Antibiotics Make Superbug MRSA Stronger Resulting To Worse Infection, Study Says

According to a new study, Antibiotics may make the "Superbug" MRSA stronger which can eventually lead to a worse infection.

In a new research published in the Host & Microbe Journal Cell, scientists found out that the MRSA bacteria actually adapts to a beta-lactam antibiotics making the bacteria stronger as the process goes.

The study was conducted by studying the behavior of mice. According to the researchers, those mice that were infected with methicillin-resistant Staphylococcus aureus were not actually medicated by the use of beta-lactam antibiotics. Instead, the mice got sicker as researchers treated them with the said drug.

Specifically, one enzyme of MRSA called PBP2A was found immune even though the said infection was exposed to antibiotics.

This means that the very common antibiotics used to treat the said infection is immune to the said medicine and thus making the MRSA infection more powerful.

Dr.

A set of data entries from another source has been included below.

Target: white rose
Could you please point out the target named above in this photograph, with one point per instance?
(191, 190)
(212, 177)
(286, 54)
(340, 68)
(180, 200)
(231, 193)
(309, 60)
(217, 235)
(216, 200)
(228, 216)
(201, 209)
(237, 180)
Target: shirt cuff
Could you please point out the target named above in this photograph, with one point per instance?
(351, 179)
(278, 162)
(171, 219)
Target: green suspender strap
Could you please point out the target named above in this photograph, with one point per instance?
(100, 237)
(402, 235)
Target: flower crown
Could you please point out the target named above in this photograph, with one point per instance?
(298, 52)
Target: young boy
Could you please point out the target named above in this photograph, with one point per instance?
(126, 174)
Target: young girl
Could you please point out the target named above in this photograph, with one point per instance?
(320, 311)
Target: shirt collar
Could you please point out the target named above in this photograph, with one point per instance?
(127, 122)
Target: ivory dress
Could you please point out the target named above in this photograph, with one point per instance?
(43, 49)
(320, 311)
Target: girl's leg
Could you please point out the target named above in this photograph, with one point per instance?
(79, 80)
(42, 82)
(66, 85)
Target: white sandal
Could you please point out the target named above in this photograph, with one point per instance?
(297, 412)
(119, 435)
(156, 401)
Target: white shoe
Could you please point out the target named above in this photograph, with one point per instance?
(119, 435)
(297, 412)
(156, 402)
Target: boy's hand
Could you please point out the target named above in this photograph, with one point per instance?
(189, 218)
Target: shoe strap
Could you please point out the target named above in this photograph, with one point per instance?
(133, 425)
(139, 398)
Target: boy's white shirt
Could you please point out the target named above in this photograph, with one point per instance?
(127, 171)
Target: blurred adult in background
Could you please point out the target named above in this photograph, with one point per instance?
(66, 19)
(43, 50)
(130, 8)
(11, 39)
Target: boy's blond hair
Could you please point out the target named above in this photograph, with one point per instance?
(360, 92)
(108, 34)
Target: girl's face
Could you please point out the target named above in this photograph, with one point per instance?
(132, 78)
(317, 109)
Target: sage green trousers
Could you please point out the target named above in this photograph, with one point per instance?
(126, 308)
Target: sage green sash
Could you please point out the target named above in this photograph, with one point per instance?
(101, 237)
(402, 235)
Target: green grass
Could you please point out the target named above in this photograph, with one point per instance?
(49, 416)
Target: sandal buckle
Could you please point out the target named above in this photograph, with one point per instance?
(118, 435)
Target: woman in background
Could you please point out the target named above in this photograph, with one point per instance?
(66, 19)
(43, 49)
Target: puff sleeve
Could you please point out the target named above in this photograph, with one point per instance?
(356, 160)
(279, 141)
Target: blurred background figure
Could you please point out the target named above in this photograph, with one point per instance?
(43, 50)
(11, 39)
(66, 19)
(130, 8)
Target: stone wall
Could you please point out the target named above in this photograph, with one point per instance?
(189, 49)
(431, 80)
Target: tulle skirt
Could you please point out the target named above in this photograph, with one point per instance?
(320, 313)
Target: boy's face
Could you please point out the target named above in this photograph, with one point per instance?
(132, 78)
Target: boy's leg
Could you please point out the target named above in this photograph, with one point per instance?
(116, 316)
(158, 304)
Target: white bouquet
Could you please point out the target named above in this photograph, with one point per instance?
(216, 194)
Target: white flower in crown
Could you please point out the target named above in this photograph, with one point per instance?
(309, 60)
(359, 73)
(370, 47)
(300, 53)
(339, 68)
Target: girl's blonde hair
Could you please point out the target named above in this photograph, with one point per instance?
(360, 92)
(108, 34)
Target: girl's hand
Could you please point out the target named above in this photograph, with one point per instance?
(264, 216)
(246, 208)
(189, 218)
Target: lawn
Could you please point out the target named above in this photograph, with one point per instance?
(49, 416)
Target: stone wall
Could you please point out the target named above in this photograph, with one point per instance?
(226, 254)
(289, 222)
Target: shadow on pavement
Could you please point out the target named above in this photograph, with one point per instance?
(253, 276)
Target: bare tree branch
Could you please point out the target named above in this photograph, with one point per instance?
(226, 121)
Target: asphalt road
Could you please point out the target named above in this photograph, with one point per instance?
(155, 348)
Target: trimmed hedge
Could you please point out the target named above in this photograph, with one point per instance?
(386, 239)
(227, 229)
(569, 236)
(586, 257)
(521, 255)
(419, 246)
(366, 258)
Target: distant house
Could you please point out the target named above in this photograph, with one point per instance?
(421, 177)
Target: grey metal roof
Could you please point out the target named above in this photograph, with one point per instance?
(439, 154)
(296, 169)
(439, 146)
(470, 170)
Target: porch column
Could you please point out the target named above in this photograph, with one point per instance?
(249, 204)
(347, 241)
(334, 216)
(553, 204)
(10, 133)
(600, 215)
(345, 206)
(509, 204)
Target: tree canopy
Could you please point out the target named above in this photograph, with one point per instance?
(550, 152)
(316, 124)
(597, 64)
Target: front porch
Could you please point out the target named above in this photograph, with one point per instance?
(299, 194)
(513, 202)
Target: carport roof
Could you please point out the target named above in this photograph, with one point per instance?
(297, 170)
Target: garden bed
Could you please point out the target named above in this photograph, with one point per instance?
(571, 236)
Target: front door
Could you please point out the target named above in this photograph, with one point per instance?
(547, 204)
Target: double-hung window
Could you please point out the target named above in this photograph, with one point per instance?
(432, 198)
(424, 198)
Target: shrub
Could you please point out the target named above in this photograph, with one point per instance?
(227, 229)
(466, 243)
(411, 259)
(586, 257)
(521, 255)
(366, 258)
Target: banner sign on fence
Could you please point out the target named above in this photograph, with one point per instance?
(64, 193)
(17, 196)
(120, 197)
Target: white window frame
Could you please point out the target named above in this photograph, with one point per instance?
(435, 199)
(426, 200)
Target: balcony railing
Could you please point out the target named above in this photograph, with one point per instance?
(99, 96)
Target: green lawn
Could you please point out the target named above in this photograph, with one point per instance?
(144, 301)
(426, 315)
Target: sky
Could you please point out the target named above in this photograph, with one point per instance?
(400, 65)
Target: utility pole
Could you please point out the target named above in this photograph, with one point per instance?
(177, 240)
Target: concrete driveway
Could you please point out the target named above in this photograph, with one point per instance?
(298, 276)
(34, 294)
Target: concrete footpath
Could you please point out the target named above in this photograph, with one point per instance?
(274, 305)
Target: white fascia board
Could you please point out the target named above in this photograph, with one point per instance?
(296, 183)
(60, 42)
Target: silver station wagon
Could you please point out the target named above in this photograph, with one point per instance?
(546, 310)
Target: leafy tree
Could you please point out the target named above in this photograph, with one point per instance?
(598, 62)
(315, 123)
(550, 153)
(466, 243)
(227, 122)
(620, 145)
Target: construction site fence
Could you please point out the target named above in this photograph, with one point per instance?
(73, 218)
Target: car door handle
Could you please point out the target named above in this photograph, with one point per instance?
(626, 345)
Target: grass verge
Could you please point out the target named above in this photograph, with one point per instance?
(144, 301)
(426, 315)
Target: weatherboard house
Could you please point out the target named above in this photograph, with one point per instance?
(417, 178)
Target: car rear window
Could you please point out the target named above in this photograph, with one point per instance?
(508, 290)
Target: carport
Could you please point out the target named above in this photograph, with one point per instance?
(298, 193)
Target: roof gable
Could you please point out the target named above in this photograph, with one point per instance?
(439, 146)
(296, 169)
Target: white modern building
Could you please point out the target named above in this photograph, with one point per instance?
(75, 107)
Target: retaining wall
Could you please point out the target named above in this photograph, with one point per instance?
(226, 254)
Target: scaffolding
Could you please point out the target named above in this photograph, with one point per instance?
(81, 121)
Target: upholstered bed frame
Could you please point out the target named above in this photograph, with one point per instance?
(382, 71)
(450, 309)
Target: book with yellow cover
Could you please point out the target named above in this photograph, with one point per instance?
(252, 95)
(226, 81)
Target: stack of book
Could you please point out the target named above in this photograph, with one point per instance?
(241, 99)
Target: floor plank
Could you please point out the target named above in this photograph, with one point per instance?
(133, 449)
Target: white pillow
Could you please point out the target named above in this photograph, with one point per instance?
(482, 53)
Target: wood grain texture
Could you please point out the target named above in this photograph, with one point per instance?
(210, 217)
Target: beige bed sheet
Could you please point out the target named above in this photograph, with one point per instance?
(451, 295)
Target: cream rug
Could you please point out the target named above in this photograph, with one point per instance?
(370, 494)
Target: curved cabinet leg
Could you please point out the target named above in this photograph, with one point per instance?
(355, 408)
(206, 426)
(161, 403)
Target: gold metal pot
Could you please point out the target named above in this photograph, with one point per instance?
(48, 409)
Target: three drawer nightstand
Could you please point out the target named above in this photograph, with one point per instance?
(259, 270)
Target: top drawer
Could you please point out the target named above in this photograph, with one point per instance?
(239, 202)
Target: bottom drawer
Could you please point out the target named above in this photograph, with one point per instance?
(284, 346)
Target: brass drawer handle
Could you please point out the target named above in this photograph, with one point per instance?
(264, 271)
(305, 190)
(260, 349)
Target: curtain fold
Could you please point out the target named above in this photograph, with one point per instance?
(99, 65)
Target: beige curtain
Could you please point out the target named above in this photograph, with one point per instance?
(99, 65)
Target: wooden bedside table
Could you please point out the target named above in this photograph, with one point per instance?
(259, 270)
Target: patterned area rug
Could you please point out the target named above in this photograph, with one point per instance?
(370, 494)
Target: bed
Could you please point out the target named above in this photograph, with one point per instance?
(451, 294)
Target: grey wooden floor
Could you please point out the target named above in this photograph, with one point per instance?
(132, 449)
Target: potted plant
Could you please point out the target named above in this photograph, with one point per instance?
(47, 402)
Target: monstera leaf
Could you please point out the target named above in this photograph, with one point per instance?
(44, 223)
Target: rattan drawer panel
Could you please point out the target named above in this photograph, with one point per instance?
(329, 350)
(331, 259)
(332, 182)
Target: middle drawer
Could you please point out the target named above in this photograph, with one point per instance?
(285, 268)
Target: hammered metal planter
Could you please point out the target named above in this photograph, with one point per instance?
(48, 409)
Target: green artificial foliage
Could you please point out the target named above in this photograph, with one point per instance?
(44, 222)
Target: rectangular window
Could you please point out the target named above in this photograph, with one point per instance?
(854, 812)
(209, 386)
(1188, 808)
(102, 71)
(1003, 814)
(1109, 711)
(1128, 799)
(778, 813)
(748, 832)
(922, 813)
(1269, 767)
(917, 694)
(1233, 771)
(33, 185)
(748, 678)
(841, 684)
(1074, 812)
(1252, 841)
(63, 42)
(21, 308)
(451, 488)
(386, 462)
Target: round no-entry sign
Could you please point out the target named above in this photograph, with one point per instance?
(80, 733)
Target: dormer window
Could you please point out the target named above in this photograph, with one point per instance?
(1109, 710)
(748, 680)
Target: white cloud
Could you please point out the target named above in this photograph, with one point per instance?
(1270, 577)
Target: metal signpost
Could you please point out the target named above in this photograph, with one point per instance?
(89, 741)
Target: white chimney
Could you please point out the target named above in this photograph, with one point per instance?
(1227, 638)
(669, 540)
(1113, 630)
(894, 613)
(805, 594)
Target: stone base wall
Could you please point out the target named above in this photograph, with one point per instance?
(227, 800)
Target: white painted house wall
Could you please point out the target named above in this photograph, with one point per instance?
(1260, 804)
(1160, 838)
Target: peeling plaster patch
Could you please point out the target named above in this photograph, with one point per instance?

George Liu explained the result of the study.

"Our findings underscore the urgent need to improve awareness of MRSA and rapidly diagnose these infections to avoid prescribing antibiotics that could put patients' lives at risk," stated by the co-author of the study, which is also a researcher at Cedars-Sinai Medical Center in Los Angeles.

Through the decades, MRSA has become one of the most difficult to medicate microbes. According to the statistics of Centers for Disease Control and Prevention (CDC), there are 80,000 total infections and 11,000 deaths per year which were caused by the MRSA.

The new study is said to offer tough challenges to scientists as they found out that they are treating MRSA patients with wrong medicines. As what Dr. Liu said, 30 to 80 percent of patients who have moderate or severe MRSA infections were treated with the wrong antibiotics.

Although the study offers consistent results, the researchers said that clinical trials must be done also to humans to ensure the proper treatments needed.